Asıl önemlisi medya patronlarını rahatsız eden bazı yasaların kaldırılması
ve yayın kuruluşlarında mülkiyeti yüzde 20 ile sınırlayan yasanın geçersiz
kılınmasıdır. Ayrıca, radyo ve televizyon kuruluşlarında yüzde 10dan
fazla paya sahip olanların devlet ihalelerine katılım yasağı da ortadan
kaldırılıyor. Bu sayede medya tam anlamıyla sermaye sultası altına girecek.

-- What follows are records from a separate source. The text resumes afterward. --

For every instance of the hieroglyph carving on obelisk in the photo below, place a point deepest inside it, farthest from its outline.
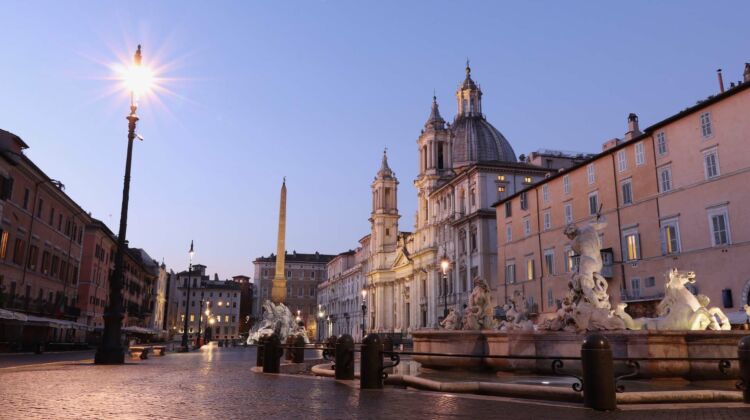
(278, 291)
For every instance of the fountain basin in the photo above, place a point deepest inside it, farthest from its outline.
(624, 344)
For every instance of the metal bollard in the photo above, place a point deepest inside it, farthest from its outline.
(345, 357)
(289, 343)
(259, 354)
(272, 354)
(598, 373)
(743, 353)
(298, 353)
(371, 367)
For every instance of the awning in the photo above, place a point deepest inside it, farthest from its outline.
(737, 317)
(141, 330)
(12, 316)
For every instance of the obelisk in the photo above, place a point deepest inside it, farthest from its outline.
(278, 291)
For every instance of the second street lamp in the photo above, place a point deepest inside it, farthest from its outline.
(185, 347)
(444, 265)
(364, 310)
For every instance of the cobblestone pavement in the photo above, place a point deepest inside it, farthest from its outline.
(20, 359)
(217, 383)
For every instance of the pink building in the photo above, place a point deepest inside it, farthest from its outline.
(672, 196)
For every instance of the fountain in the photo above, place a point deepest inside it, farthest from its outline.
(686, 327)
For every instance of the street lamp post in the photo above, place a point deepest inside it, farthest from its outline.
(185, 347)
(364, 310)
(444, 265)
(110, 350)
(208, 318)
(200, 317)
(320, 320)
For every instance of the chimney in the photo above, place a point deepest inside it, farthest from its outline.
(633, 130)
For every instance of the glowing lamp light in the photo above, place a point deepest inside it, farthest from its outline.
(138, 79)
(445, 264)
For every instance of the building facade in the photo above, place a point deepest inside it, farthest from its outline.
(672, 197)
(340, 296)
(303, 274)
(463, 167)
(213, 309)
(41, 237)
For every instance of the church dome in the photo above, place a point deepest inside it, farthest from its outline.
(476, 140)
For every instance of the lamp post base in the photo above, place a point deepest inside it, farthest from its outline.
(111, 351)
(109, 356)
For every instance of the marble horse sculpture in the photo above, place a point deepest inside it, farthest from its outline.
(277, 318)
(452, 321)
(680, 309)
(586, 305)
(477, 314)
(516, 314)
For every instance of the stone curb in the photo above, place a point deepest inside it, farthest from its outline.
(548, 393)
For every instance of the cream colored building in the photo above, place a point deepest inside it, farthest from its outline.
(673, 195)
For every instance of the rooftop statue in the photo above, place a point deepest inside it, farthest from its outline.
(680, 309)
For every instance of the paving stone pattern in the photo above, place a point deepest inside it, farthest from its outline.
(217, 383)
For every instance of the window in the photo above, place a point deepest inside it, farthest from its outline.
(711, 163)
(550, 298)
(593, 203)
(640, 154)
(622, 161)
(3, 244)
(510, 272)
(529, 269)
(549, 261)
(718, 221)
(632, 245)
(665, 179)
(627, 192)
(635, 284)
(706, 127)
(33, 255)
(670, 236)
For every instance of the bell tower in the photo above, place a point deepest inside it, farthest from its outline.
(384, 216)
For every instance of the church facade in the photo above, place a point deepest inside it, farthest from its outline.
(463, 168)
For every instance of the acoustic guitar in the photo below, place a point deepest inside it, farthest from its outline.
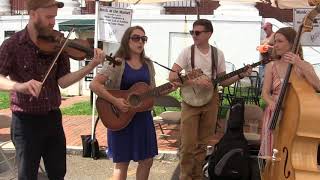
(140, 97)
(197, 96)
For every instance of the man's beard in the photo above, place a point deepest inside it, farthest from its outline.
(42, 31)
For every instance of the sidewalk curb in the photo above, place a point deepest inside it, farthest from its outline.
(162, 154)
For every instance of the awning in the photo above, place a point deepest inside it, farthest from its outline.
(78, 24)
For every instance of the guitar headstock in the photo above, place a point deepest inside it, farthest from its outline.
(195, 73)
(113, 61)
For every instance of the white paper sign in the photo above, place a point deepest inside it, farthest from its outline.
(113, 22)
(308, 38)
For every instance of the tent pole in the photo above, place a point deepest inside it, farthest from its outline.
(96, 28)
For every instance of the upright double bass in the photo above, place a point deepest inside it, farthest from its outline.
(297, 132)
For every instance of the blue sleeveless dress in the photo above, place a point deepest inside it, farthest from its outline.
(138, 140)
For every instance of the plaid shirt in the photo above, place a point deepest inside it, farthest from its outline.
(21, 60)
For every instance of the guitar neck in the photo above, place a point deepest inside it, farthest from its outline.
(236, 72)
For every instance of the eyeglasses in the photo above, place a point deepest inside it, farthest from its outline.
(197, 33)
(136, 38)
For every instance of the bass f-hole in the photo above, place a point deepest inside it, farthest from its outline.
(286, 152)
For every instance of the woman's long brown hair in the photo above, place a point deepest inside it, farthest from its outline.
(124, 49)
(290, 34)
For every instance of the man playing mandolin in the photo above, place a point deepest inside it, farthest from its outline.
(197, 123)
(36, 128)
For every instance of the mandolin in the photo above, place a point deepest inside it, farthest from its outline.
(140, 97)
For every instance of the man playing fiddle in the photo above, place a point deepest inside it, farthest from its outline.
(36, 128)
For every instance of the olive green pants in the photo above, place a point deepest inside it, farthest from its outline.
(197, 126)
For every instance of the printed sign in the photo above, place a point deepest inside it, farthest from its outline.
(113, 22)
(308, 38)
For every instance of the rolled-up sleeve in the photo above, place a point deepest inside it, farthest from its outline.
(63, 65)
(5, 58)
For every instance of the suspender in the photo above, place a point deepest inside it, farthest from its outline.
(214, 58)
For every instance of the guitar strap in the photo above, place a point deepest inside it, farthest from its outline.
(214, 58)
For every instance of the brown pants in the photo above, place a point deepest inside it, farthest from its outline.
(197, 125)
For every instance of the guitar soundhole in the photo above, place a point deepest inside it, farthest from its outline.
(134, 100)
(318, 157)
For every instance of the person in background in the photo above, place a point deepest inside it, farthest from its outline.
(138, 140)
(275, 73)
(36, 129)
(198, 123)
(268, 40)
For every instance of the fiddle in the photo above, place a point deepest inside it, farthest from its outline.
(51, 42)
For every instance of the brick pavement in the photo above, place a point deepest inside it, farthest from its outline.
(74, 126)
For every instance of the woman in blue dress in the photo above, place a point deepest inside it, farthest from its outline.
(137, 141)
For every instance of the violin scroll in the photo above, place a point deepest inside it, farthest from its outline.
(51, 42)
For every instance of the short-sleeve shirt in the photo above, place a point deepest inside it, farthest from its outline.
(22, 60)
(202, 61)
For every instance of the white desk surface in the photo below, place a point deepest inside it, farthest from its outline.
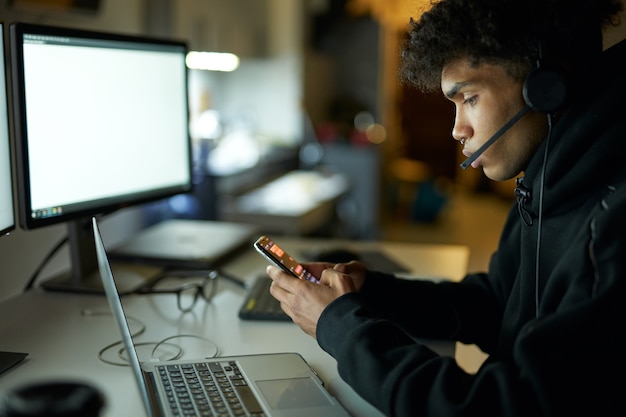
(63, 342)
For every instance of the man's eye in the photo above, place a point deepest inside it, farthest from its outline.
(471, 100)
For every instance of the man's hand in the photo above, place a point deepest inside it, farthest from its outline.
(304, 301)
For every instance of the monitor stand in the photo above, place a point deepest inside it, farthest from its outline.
(83, 276)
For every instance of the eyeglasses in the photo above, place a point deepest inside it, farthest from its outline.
(187, 294)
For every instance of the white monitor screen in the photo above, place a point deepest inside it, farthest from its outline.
(102, 121)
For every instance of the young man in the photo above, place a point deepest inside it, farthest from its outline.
(551, 311)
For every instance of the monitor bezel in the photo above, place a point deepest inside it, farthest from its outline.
(94, 207)
(10, 227)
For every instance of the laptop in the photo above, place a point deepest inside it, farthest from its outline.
(268, 385)
(183, 243)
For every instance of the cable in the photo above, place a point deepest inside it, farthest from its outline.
(540, 216)
(55, 249)
(164, 341)
(142, 328)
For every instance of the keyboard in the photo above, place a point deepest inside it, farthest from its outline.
(259, 303)
(208, 389)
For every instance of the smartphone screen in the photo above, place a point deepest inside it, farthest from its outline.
(275, 254)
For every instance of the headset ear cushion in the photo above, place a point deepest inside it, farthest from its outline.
(545, 90)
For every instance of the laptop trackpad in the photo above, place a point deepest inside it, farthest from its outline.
(284, 394)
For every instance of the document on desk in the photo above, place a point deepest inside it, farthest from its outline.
(182, 243)
(279, 384)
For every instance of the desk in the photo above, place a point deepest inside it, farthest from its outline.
(63, 342)
(297, 203)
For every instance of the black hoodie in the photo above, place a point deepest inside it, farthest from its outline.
(551, 312)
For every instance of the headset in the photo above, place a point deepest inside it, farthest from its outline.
(545, 88)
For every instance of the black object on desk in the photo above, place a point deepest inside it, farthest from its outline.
(10, 359)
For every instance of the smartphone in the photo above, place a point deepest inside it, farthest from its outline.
(277, 256)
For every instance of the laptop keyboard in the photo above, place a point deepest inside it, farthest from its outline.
(259, 303)
(208, 389)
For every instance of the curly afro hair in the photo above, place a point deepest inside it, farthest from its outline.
(503, 32)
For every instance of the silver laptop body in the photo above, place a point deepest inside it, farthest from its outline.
(277, 385)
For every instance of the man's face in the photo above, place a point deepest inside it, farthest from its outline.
(485, 98)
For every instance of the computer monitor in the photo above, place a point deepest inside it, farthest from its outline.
(101, 123)
(7, 214)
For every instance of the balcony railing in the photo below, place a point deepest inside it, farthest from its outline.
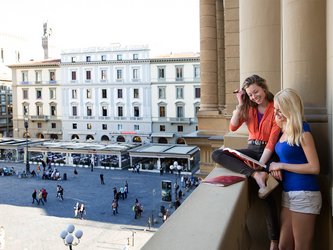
(39, 118)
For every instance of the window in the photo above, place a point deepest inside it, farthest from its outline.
(25, 109)
(196, 110)
(53, 110)
(179, 92)
(135, 93)
(24, 76)
(135, 74)
(161, 73)
(104, 93)
(120, 93)
(104, 111)
(136, 111)
(52, 75)
(103, 74)
(88, 92)
(162, 111)
(197, 92)
(89, 111)
(180, 111)
(74, 93)
(179, 73)
(38, 76)
(25, 93)
(120, 111)
(161, 92)
(119, 74)
(38, 94)
(196, 72)
(39, 109)
(73, 75)
(88, 75)
(52, 93)
(74, 110)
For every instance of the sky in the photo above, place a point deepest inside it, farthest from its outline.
(165, 25)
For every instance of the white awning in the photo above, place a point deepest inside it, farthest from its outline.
(167, 135)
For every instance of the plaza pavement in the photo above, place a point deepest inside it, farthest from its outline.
(30, 226)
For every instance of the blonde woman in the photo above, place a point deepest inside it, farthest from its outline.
(297, 169)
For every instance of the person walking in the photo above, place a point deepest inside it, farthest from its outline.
(114, 206)
(82, 210)
(297, 169)
(101, 177)
(40, 197)
(34, 196)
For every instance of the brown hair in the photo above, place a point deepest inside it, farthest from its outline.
(247, 103)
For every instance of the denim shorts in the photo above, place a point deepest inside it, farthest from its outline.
(307, 202)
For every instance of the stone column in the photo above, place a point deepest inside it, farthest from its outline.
(260, 46)
(208, 57)
(304, 49)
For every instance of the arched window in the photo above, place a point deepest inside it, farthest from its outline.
(180, 141)
(105, 138)
(120, 138)
(137, 139)
(162, 140)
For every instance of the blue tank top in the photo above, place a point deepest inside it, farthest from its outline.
(295, 155)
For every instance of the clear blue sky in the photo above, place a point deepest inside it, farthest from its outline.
(165, 25)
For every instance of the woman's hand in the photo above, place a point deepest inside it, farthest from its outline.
(275, 170)
(239, 95)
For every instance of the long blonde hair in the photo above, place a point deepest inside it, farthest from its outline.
(291, 107)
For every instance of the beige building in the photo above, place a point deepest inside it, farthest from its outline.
(290, 44)
(37, 99)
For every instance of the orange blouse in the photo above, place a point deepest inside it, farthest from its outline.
(267, 130)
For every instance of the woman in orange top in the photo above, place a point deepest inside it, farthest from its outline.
(256, 109)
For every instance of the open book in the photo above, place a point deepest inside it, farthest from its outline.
(223, 180)
(252, 163)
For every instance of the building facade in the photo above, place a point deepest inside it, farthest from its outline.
(107, 94)
(175, 88)
(37, 99)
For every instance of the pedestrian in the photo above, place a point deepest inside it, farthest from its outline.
(298, 169)
(76, 209)
(82, 210)
(60, 192)
(34, 196)
(101, 176)
(40, 197)
(44, 194)
(126, 186)
(114, 207)
(122, 193)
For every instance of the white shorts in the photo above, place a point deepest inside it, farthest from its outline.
(307, 202)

Yayınların RTÜK kurallarına aykırı olması durumunda uygulanacak astronomik
oranlardaki para cezaları da tabloyu tamamlamaktadır. Özellikle yerel
yayın yapan muhalif radyolar, ekonomik yönden iflas ya da sisteme uyumlu
olma ikilemiyle karşı karşıya bırakılacaklardır. Her biri kapitalist bir holding haline gelen medya kuruluşları, fiilen
yürütmekte oldukları yayın yoluyla yargısız infaz, linç, yalan seferleri
vb. konularda daha da azgın olacaklardır. Haber alma hakları sermayenin
insafına terk edilen emekçi kitleler, aydınlanmak bir yana, basın tekellerinin
psikolojik terörüne maruz kalacaklardır. İMF, DB ve TÜSİADın topyekün saldırı programının medya ayağı
da bu yasalarla örülmüş olacaktır. Saldırının bütününde olduğu gibi,
basınla ilgili olanı da emekçilerin yaşamlarını daha da karartıcı bir
rol oynayacak, gerçeklere ulaşmanın önündeki engelleri büyütecektir.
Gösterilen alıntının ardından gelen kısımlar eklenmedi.